Anita Dymszówna - wyklęta córka wielkiego ojca. Straciła szacunek w jednej chwili
[GALERIA]
- Była fantastyczną, zdolną aktorką, ale sama o sobie mówiła, że jest naznaczona przez los piętnem kobiety fatalnej - wspominał jej były mąż, Maciej Damięcki, i trudno nie przyznać mu racji. Córka wielkiego artysty, Adolfa Dymszy, na aktorstwo była niejako skazana - i choć nigdy nie dorównała ojcu popularnością, zdobyła uznanie krytyków i sympatię publiczności. Dobra passa nie trwała jednak długo.
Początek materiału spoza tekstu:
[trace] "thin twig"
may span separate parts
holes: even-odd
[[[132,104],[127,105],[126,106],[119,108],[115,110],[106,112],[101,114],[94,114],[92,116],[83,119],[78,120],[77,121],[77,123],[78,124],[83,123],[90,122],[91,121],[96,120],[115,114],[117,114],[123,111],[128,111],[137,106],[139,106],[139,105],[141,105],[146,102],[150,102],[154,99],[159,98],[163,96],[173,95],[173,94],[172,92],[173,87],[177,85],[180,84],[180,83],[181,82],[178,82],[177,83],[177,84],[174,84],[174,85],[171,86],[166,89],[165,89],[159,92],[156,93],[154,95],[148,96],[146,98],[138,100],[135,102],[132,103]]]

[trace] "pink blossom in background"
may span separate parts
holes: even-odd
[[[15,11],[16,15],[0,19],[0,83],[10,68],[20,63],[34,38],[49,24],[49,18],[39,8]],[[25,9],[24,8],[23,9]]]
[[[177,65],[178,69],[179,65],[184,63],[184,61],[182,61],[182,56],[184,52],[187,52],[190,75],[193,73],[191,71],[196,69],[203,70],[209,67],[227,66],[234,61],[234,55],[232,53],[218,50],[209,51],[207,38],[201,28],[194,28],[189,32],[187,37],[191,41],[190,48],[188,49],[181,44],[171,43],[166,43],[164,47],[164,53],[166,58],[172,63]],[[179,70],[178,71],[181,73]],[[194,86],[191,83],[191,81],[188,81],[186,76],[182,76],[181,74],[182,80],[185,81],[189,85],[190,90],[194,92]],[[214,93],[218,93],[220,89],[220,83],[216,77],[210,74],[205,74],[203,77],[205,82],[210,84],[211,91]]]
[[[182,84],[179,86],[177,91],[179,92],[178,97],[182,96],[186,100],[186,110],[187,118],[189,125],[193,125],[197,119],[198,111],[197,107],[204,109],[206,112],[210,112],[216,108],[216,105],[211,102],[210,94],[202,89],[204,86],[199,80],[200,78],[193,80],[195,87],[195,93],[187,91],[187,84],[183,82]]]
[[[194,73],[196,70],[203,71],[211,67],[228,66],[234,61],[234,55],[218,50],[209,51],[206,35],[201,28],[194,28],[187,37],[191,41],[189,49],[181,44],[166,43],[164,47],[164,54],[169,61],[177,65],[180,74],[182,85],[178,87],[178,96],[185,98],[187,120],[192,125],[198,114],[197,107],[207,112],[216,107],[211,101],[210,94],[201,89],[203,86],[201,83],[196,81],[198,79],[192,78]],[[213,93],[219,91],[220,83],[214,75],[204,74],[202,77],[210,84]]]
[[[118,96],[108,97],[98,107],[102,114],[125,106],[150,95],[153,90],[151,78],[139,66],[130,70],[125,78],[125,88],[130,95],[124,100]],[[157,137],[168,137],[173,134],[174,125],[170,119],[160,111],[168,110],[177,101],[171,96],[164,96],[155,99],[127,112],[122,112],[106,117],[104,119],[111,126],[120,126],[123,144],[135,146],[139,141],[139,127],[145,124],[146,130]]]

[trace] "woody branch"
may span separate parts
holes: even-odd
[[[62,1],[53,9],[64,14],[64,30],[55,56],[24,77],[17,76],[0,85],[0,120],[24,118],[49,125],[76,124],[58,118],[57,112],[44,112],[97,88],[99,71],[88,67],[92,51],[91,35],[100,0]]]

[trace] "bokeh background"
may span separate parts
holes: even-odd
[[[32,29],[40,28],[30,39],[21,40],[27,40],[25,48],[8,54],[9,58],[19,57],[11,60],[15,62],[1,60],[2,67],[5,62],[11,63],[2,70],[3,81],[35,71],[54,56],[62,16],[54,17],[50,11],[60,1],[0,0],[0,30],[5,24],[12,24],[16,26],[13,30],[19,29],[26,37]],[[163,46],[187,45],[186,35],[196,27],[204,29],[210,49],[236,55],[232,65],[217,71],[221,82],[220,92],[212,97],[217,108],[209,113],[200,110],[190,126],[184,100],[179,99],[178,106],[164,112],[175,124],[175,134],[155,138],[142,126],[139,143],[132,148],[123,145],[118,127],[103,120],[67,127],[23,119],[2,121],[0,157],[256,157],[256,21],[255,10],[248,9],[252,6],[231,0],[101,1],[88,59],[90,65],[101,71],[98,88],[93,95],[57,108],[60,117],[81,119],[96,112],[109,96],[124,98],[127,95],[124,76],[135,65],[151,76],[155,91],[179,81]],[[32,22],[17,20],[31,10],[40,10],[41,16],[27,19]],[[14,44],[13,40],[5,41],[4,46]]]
Kiedy Anita Dymszówna na początku lat 70. postanowiła oddać chorego ojca do domu opieki społecznej - przekonana, że tam zapewnią mu najlepszą opiekę - jej decyzja odbiła się w branży szerokim echem. Zarzucano jej egoizm i nieczułość, dawni przyjaciele odsunęli się od niej. Skazana na ostracyzm, samotna i pozbawiona wsparcia aktorka usunęła się w cień, a pocieszenia szukała w alkoholu. Zmarła niemal w całkowitym zapomnieniu 7 lipca 1999 roku.